When writer James Tynion IV took over Detective Comics at the beginning of DC’s Rebirth, he said he wanted what happened in his stories to be the most important events in the characters’ lives. Maybe that would be true if Tom King weren’t about to have Batman and Catwoman tie the knot in the main Bat book. However, while Tynion didn’t always succeed, his run–which ends with this week’s Detective Comics #981–is among the best Bat Family stories ever written.
Tynion began by assembling an unlikely group of heroes and rogues and he reassembles what’s left of them here. Once united to save Gotham, the team fractured in the previous arc after Batwoman killed fellow teammate, Clayface. However, the surviving team band together again here to prevent the future dystopia an older, alternate timeline version of Tim Drake aka Red Robin revealed.

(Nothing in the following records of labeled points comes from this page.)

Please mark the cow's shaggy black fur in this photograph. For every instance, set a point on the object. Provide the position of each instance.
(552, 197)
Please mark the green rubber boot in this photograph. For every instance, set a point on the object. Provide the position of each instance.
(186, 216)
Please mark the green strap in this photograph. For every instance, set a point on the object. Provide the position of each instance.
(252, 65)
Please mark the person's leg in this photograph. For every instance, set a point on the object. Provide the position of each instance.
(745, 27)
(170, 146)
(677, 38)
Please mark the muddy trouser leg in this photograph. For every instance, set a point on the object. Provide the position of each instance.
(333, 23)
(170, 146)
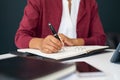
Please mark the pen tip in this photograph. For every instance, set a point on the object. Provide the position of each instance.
(49, 24)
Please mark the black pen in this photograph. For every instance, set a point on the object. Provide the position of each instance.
(53, 31)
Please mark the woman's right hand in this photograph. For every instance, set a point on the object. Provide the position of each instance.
(49, 44)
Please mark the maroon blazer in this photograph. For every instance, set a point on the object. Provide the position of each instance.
(38, 13)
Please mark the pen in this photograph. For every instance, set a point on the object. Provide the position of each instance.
(53, 31)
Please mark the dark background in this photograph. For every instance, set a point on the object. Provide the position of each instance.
(11, 12)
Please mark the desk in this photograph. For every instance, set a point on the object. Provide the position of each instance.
(100, 61)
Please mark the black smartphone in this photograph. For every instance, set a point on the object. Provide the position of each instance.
(86, 70)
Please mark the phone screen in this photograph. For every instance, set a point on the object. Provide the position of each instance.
(85, 69)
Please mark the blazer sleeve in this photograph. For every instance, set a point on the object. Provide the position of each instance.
(28, 24)
(96, 31)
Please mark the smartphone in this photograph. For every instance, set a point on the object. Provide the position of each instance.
(86, 70)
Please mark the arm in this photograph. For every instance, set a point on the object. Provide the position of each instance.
(27, 34)
(91, 33)
(97, 35)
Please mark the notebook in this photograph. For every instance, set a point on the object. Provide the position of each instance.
(67, 52)
(25, 68)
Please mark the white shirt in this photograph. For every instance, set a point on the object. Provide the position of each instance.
(68, 22)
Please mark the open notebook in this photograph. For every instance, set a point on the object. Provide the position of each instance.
(68, 52)
(25, 68)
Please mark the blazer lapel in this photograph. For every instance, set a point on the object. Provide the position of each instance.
(82, 10)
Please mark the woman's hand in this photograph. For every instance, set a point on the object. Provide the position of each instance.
(71, 42)
(50, 44)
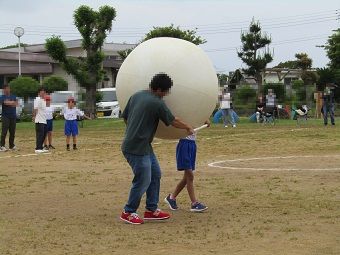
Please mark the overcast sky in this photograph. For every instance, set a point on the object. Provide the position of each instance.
(294, 26)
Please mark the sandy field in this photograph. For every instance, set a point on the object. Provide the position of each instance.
(269, 189)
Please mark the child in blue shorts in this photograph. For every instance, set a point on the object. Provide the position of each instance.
(186, 159)
(49, 123)
(71, 125)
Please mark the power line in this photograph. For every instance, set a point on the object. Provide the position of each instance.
(295, 40)
(271, 22)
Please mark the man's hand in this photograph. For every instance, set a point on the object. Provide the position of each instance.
(178, 123)
(190, 130)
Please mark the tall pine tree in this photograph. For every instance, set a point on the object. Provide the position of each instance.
(255, 53)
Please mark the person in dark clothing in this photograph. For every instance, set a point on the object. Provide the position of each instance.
(259, 111)
(9, 103)
(142, 114)
(328, 106)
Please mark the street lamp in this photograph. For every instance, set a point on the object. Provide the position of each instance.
(19, 31)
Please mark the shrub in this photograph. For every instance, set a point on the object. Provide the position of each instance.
(24, 87)
(55, 83)
(245, 94)
(278, 89)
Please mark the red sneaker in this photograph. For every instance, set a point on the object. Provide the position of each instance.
(131, 218)
(156, 215)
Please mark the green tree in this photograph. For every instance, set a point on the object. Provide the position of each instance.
(299, 88)
(93, 27)
(333, 50)
(222, 79)
(55, 83)
(304, 63)
(254, 52)
(168, 31)
(24, 87)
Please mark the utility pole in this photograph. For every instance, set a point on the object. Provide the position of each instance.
(19, 31)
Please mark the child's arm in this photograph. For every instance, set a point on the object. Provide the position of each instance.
(82, 114)
(86, 117)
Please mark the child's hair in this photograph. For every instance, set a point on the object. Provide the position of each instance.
(41, 89)
(71, 99)
(161, 81)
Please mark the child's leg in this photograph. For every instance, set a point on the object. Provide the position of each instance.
(49, 136)
(180, 186)
(74, 142)
(189, 176)
(68, 138)
(74, 139)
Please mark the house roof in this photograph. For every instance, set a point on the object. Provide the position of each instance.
(108, 48)
(29, 57)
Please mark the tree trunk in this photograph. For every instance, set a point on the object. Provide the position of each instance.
(90, 102)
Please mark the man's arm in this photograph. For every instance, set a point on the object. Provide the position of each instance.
(11, 103)
(34, 114)
(178, 123)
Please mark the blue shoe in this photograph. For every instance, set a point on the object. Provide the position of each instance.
(198, 207)
(171, 202)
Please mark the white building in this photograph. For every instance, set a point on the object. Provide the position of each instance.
(36, 63)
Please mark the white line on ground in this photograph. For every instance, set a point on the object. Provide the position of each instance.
(216, 164)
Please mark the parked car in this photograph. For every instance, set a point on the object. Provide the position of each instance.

Though Batman assembled the team, Tynion’s story has always really been about the opposing types of heroism Batwoman and Red Robin represent to him. Batwoman, with her military past and Patton-like father, tends authoritarian while Tim strives for teamwork through a unified Bat Family. However, what Tynion has gradually revealed in the past two years is that both approaches eventuallly lead to the same point: any attempt to control the Bat brand leads to fascism, misunderstanding and unnecessary death. Batman may be a controlling bastard, but he seems to understand (or at least luck into through his lone wolfishness) is that the Bat myth simply can’t be institutionalized. It is governed by too few people to not end up corrupted and this final chapter in Tynion’s story prove it to Batwoman, Red Robin and the reader.

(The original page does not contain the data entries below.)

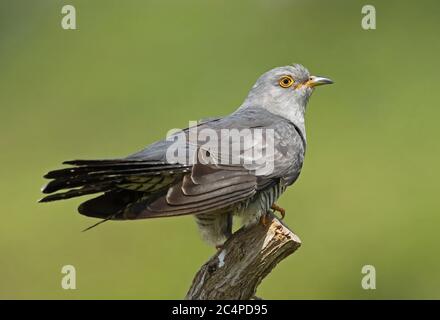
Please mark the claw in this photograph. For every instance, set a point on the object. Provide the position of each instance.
(263, 220)
(277, 208)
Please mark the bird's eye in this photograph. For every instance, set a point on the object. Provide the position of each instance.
(286, 81)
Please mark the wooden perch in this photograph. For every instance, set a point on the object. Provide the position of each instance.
(237, 269)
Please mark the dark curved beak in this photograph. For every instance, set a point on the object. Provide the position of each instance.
(315, 81)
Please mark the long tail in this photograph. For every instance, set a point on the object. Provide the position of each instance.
(95, 176)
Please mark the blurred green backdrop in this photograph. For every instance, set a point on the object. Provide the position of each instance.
(133, 69)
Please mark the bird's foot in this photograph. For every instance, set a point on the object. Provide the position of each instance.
(277, 208)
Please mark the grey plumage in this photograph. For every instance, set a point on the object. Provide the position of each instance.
(147, 185)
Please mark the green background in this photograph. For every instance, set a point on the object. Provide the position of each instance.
(368, 193)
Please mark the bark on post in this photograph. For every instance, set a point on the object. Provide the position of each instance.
(236, 270)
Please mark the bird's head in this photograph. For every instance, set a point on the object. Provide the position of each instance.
(284, 90)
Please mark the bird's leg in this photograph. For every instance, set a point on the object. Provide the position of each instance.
(276, 208)
(264, 221)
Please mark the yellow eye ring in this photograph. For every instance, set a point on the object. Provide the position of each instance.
(286, 81)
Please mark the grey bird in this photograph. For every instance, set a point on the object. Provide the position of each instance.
(147, 184)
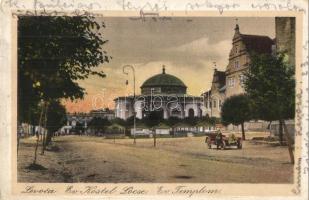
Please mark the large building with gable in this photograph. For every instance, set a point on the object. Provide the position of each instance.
(230, 82)
(164, 94)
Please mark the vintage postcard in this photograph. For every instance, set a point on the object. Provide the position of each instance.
(154, 101)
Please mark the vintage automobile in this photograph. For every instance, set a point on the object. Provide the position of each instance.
(227, 141)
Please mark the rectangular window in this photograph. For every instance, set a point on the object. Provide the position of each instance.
(236, 63)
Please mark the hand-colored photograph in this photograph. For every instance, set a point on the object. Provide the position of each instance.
(153, 99)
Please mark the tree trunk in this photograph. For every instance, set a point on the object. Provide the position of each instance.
(281, 132)
(243, 131)
(38, 136)
(48, 138)
(154, 138)
(44, 134)
(289, 142)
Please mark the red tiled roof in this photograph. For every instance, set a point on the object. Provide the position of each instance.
(257, 44)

Still, strong as some of the characters’ endings are, others feel glossed over. Tynion’s handling of Spoiler’s arc has been scattered at best and its resolution here feels too quick and easy. Ditto, on some level, Cassandra’s aka Orphan. The character was clearly traumatized after Clayface’s death and giving her a glimpse of an alternate future is perhaps too facile even if it’s also kind of a brilliant plot twist. Regardless of those issues, though, those final twists are delivered with such a confident flourish–both artistically and narratively–that they’re fairly easy to forgive.

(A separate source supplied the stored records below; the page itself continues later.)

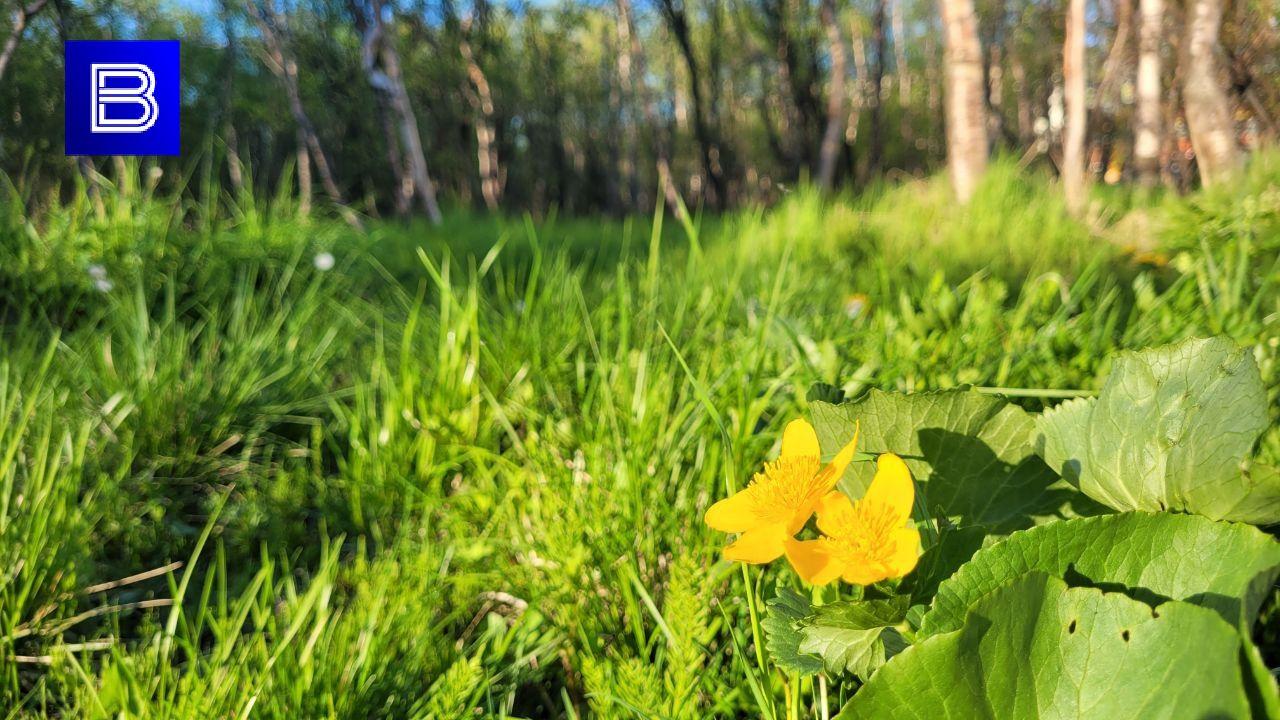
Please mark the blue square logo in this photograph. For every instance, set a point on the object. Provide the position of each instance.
(122, 96)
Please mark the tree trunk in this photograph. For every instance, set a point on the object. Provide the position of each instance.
(234, 168)
(283, 65)
(1208, 109)
(1146, 142)
(1073, 81)
(629, 71)
(22, 14)
(405, 154)
(480, 99)
(828, 151)
(900, 67)
(965, 104)
(1023, 98)
(304, 169)
(876, 154)
(1116, 57)
(673, 10)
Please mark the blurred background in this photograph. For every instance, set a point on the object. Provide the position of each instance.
(397, 106)
(403, 391)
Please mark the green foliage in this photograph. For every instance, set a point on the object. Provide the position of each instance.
(972, 455)
(492, 419)
(1040, 648)
(855, 637)
(784, 633)
(1151, 556)
(1171, 429)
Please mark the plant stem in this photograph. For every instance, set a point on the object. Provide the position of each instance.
(1034, 392)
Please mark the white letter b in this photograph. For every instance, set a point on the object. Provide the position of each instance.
(103, 95)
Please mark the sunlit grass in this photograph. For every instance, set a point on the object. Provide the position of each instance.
(467, 466)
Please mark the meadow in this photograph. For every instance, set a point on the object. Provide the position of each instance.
(254, 465)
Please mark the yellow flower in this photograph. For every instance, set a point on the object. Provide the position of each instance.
(781, 499)
(867, 541)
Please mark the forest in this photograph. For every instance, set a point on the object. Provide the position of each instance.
(645, 359)
(396, 108)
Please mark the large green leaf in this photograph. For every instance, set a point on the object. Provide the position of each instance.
(972, 455)
(781, 624)
(1224, 566)
(856, 636)
(1171, 429)
(1036, 648)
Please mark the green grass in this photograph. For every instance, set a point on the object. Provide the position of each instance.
(462, 473)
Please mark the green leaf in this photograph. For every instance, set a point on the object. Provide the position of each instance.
(1038, 648)
(782, 632)
(972, 455)
(824, 392)
(1171, 429)
(1226, 568)
(955, 546)
(855, 637)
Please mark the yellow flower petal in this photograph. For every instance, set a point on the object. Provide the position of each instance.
(799, 438)
(758, 545)
(812, 561)
(892, 487)
(833, 513)
(906, 551)
(735, 514)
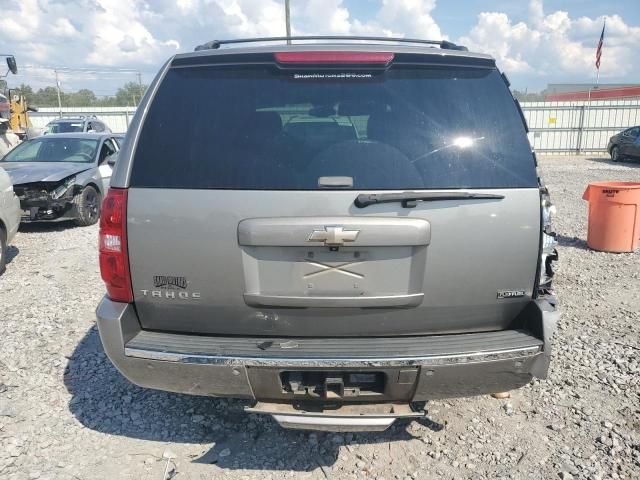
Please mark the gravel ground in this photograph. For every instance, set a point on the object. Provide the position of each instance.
(66, 413)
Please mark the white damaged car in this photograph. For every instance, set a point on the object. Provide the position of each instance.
(9, 216)
(62, 176)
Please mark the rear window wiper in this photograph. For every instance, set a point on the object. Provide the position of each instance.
(411, 199)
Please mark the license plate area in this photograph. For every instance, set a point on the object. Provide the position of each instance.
(343, 385)
(394, 274)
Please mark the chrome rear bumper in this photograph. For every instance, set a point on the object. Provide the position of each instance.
(415, 368)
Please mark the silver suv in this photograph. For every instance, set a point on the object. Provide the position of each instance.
(340, 233)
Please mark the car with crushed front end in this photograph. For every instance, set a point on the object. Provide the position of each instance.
(62, 176)
(9, 216)
(337, 231)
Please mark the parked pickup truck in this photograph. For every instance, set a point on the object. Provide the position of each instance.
(337, 231)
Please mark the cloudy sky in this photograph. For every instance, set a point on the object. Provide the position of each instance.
(535, 42)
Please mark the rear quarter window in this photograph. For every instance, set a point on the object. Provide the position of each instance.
(265, 128)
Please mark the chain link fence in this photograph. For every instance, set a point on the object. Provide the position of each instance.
(578, 127)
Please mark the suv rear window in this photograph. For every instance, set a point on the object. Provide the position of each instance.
(260, 127)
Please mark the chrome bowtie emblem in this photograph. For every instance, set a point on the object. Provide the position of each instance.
(333, 236)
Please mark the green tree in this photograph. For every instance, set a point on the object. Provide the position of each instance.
(130, 94)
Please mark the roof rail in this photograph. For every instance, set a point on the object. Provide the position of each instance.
(444, 44)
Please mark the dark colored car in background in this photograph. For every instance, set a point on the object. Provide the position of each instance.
(625, 144)
(83, 124)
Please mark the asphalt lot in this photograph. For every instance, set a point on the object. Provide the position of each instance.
(66, 413)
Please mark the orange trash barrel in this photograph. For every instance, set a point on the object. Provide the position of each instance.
(614, 216)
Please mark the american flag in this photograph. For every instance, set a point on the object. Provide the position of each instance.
(599, 50)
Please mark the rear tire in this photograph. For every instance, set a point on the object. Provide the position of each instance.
(3, 250)
(88, 206)
(615, 154)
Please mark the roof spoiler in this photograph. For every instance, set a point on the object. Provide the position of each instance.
(444, 44)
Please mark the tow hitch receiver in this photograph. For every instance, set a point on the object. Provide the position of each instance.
(336, 417)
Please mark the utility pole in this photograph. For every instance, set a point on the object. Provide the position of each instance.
(287, 16)
(139, 75)
(58, 88)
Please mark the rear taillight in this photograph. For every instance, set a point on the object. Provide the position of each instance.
(343, 58)
(114, 257)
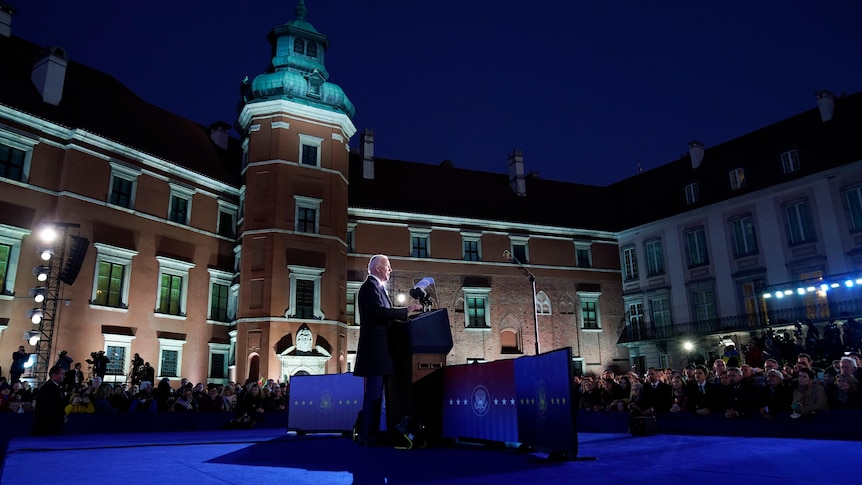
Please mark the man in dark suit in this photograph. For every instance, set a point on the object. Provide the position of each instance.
(50, 412)
(373, 361)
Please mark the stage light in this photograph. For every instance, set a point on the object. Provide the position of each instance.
(36, 315)
(39, 294)
(42, 272)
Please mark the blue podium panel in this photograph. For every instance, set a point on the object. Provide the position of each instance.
(479, 401)
(546, 416)
(324, 403)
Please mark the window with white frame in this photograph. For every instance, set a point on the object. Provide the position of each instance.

The issue reunites Tynion with his original art team. Penciler Eddy Barrows and inker Ebera Ferreira gave the series a moody, gothic feel in its early days and it feels right that his story ends that way too. Add Adriano Lucas’s rich coloring and it’s easy to end up staring at the intricate splash pages. Every page is meticulously constructed and while the art is dense and expressive, it also never feels overwhelming. It takes skill to make such complex storytelling so easy to digest and the art gives the major plot reveals and character turns the appropriate gravitas.
Not every DC book weathered Rebirth well—in fact, it’s safe to say it was a rough time for most of the imprint’s books. However, Detective Comics remained solid and exciting from the get go and writer James Tynion IV deserves most of the credit. This issue–the last in his run–beautifully concludes the story he set out to tell. And while it’s not in the nature of comics to just stop, his ending is so satisfying, it’ll make you wish Detective Comics ended here. It’s hard to imagine anyone topping it.